Liberté Égalité Fraternité

Préambule - Dans les conditions de confusion morale et politique où se trouve aujourd’hui notre pays, le programme politique en 7 volets que je vous présente n’a strictement aucune chance d’être appliqué par le moindre des candidats officiellement en lice pour la présidentielle de 2017.

Pire, il y a quelque chose d’illusoire, de presque pathétique, à parler d’un programme politique à venir tant que l’oligarchie malsaine et corrompue qui règne encore sur nos vies n’aura pas été mise hors d’état de nuire.

Si je publie néanmoins ce  projet, c’est histoire de prendre date. Car il ne fait plus aucun doute que nous, citoyens, serons un jour ou l’autre amenés à prendre nos responsabilités.


Si j’étais élu président de la République, je dissoudrais immédiatement la Ve République et nommerais une Constituante.

La Constituante aurait pour objectif de rédiger une nouvelle Constitution pour la France en s’assurant de sa conformité avec les trois principes de notre République — Liberté, Égalité, Fraternité — et avec les quarante articles de la Déclaration universelle des droits de l’homme adoptée le 10 décembre 1948 par l’Assemblée générale des Nations-Unies.

Cette Constituante pourrait ainsi être formée :

  • 12 citoyens tirés au sort, ayant droit de vote pour toute décision, et renonçant à postuler à tout futur mandat électif (ceci afin d’éviter tout futur conflit d’intérêt);
  • 3 personnalités nommées par les instances du pouvoir ; ces trois personnes auraient charge de conseil et d’organisation des débats, mais n’y auraient aucun droit de vote.

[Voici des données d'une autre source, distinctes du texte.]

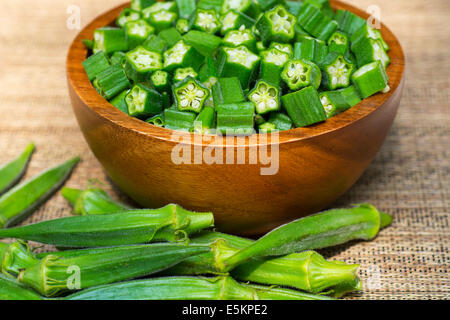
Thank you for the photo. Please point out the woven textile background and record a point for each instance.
(409, 177)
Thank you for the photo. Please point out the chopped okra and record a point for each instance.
(190, 95)
(236, 66)
(265, 96)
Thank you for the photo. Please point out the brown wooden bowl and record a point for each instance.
(316, 164)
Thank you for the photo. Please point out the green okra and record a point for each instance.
(95, 64)
(205, 43)
(315, 22)
(170, 223)
(227, 90)
(26, 197)
(127, 15)
(370, 79)
(276, 25)
(189, 288)
(12, 172)
(301, 73)
(190, 95)
(92, 201)
(179, 120)
(143, 101)
(53, 275)
(265, 96)
(10, 289)
(325, 229)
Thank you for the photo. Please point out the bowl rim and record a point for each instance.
(81, 85)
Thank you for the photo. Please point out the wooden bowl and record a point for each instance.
(316, 164)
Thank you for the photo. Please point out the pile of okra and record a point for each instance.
(236, 66)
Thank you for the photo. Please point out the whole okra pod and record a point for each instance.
(170, 223)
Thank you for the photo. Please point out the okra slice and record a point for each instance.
(206, 21)
(140, 63)
(160, 80)
(241, 37)
(338, 42)
(143, 101)
(190, 95)
(162, 19)
(178, 120)
(315, 22)
(137, 32)
(157, 120)
(336, 71)
(304, 107)
(370, 79)
(348, 21)
(127, 15)
(276, 25)
(265, 96)
(182, 25)
(238, 62)
(140, 5)
(182, 73)
(283, 47)
(111, 81)
(95, 64)
(301, 73)
(227, 90)
(109, 40)
(182, 55)
(119, 101)
(236, 118)
(233, 20)
(369, 50)
(272, 64)
(205, 43)
(281, 121)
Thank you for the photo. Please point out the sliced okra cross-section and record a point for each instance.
(370, 79)
(206, 21)
(301, 73)
(272, 64)
(137, 32)
(127, 15)
(241, 37)
(265, 96)
(238, 62)
(190, 95)
(276, 25)
(140, 62)
(304, 107)
(143, 101)
(336, 71)
(182, 55)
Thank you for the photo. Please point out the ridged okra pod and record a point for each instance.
(170, 223)
(189, 288)
(24, 198)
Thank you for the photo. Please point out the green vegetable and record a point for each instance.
(12, 172)
(92, 201)
(95, 64)
(189, 288)
(298, 74)
(370, 79)
(170, 223)
(276, 25)
(143, 101)
(54, 274)
(24, 198)
(265, 96)
(190, 95)
(304, 107)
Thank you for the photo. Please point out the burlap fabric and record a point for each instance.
(409, 177)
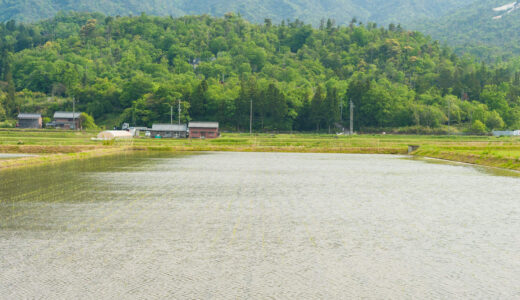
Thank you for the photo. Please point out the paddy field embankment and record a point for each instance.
(51, 146)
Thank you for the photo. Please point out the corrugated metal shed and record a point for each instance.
(114, 134)
(169, 127)
(24, 116)
(66, 115)
(204, 125)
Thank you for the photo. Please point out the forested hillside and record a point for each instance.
(310, 11)
(131, 69)
(479, 30)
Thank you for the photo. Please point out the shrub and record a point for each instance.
(478, 128)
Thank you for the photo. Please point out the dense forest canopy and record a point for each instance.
(311, 11)
(133, 69)
(467, 25)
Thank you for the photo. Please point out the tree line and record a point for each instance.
(295, 77)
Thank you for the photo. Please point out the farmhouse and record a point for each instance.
(114, 135)
(29, 121)
(204, 130)
(66, 120)
(169, 131)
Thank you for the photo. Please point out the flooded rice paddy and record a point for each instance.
(13, 156)
(257, 225)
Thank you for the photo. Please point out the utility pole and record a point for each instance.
(179, 111)
(171, 114)
(251, 118)
(74, 112)
(351, 117)
(449, 112)
(341, 112)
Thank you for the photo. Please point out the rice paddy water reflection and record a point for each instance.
(257, 225)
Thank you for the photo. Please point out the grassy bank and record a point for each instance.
(60, 145)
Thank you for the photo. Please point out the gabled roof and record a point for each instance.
(24, 116)
(204, 125)
(169, 127)
(66, 115)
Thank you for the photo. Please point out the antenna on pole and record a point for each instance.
(351, 117)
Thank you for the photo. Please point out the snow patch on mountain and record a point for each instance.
(505, 7)
(508, 8)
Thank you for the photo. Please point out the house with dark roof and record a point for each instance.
(66, 120)
(29, 121)
(169, 131)
(204, 130)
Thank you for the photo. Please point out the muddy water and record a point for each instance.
(252, 225)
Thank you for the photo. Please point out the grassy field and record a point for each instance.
(503, 152)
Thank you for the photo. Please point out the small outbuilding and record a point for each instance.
(169, 131)
(66, 120)
(204, 130)
(114, 135)
(29, 121)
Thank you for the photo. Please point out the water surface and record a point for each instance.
(258, 225)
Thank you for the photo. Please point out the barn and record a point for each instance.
(29, 121)
(204, 130)
(115, 135)
(169, 131)
(66, 120)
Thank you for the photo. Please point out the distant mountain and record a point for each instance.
(488, 28)
(311, 11)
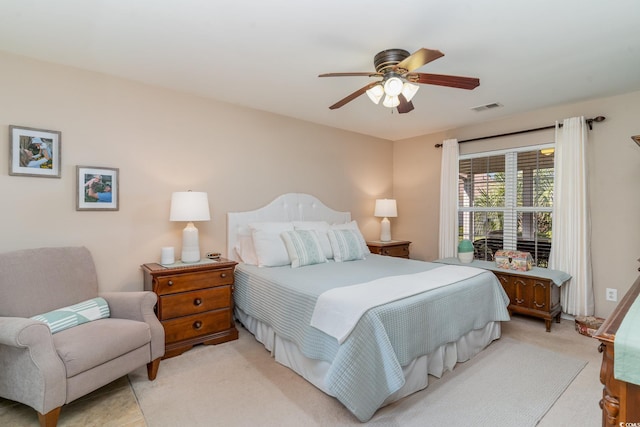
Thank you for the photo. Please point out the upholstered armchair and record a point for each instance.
(46, 370)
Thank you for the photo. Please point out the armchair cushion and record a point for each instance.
(74, 315)
(92, 344)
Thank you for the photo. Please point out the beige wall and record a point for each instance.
(163, 141)
(614, 175)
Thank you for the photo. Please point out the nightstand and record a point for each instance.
(397, 248)
(195, 302)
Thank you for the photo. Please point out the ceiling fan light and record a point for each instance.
(409, 90)
(391, 101)
(393, 86)
(376, 93)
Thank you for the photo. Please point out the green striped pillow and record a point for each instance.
(346, 245)
(303, 247)
(74, 315)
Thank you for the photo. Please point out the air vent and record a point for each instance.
(487, 106)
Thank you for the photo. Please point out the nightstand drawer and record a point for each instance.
(193, 281)
(193, 326)
(185, 303)
(397, 251)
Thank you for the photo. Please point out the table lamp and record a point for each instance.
(385, 208)
(190, 206)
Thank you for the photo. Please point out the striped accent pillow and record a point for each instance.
(346, 245)
(303, 247)
(74, 315)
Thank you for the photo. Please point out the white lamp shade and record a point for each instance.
(189, 206)
(376, 93)
(386, 208)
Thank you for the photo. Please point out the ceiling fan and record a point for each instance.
(399, 81)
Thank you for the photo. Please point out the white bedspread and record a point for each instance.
(338, 310)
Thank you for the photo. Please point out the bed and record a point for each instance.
(387, 349)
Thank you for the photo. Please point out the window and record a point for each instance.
(505, 200)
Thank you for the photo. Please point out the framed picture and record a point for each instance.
(97, 189)
(34, 152)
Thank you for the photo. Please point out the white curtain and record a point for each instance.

Le document final serait soumis à l’approbation des électeurs par référendum. À ce sujet, et sans présager des décisions de la Constituante, il me paraît indispensable d’inscrire dans la Constitution l’usage du référendum d’initiative populaire, ceci pour assurer un véritable contrôle démocratique des institutions et des autorités en place.

De la Constituante au Conseil constitutionnel

Une fois la nouvelle Constitution adoptée, la Constituante se muerait en Conseil constitutionnel chargé de veiller à son bon respect, à celui des trois principes de la République et des quarante articles de la Déclaration universelle des droits de l’homme.

Les membres de ce Conseil constitutionnel seraient renouvelés tous les quatre ans, selon les mêmes modalités que pour la Constituante, avec la clause de renonciation à tout mandat électif futur.

Aucune modification de la Constitution ne pourrait intervenir sans adoption finale par les douze membres ayant droit de vote, puis approbation par référendum.